Selasa, 17 Mei 2005

Torture advocate

Torture advocate on refugee tribunal | BN Victoria | Breaking News 24/7 - NEWS.com.au (17-05-2005): "Torture advocate on refugee tribunal

May 17, 2005

From: AAP





A MELBOURNE professor who advocates torturing terrorism suspects revealed today he is also a member of the Refugee Review Tribunal and a lecturer in human rights law.

Professor Mirko Bagaric today defended his controversial paper, entitled Not enough (official) torture in the world?.



The former Victorian policeman argues that torture is justifiable 'when it is the only means possible in order to avert a moral catastrophe'.



'I would only condone it in the rarest of circumstances and certainly not as your garden variety interrogation or punitive technique,' he said on ABC radio today.



Professor Bagaric said he was not an authority on torture methods, but also said the preferred form of torture should be sticking needles under people's fingernails to cause excruciating pain.



He insisted his views did not conflict with his role on the tribunal.



But The Victorian Foundation for Survivors of Torture director Paris Aristotle said it was 'terrifying' that a person in Professor Bagaric's position held such views.



'Our clients, survivors of torture and trauma – women, men, young children – have all been tortured by regimes that use a similar theoretical base to justify their actions,' Mr Aristotle said.



'What happened in Iraq under Saddam, Hussein, what happened in Central America what's happened in countries throughout Africa, all of those regimes have used the natural extension of the arguments in Professor Mirko Bagaric's paper,' he told ABC radio.



'We would have great concerns if he were allowed to continue to hear any of the cases that our clients were presenting with.



'It would be very difficult for someone who had been tortured to feel safe and secure that their experiences were going to be treated in the manner that they would hope that they would be treated, if the person they were in front of had in fact mounted a very strong case for torture.'



Mr Aristotle said the academic's arguments were 'superficial and shallow' and relied on hypotheticals.

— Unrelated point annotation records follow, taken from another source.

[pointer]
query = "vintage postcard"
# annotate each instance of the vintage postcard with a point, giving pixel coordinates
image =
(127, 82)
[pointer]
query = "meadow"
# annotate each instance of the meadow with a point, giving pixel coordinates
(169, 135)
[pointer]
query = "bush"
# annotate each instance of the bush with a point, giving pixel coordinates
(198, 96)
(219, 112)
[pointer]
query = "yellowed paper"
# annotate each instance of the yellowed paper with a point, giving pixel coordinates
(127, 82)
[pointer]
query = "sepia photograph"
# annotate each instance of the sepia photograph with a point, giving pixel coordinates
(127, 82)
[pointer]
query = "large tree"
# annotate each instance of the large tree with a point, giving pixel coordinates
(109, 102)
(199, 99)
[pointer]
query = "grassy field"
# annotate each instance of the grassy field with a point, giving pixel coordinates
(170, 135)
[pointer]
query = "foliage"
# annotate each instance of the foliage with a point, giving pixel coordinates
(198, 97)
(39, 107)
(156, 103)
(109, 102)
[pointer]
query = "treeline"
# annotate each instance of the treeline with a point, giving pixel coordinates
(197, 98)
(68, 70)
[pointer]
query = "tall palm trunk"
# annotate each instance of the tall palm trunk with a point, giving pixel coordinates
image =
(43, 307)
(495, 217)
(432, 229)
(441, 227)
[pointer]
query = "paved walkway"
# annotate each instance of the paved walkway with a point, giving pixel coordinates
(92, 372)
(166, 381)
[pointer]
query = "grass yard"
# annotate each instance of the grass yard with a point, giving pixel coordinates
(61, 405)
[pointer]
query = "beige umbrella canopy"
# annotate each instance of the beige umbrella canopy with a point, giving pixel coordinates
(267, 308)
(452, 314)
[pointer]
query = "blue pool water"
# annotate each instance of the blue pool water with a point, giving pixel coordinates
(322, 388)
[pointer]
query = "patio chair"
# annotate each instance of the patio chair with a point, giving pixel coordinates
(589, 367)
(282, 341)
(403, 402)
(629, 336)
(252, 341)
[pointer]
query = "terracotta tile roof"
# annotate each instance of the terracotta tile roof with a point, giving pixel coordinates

'The problem with that is that there's a great disparity between that as a theory and what happens in the real world where none of those elements are in fact secure and the guarantees simply do not exist.'



Victorian Premier Steve Bracks said although he had not read the whole paper, on face value he did not think it was acceptable.



'On face value it seems like a provocative stance to take, doesn't it?' he said."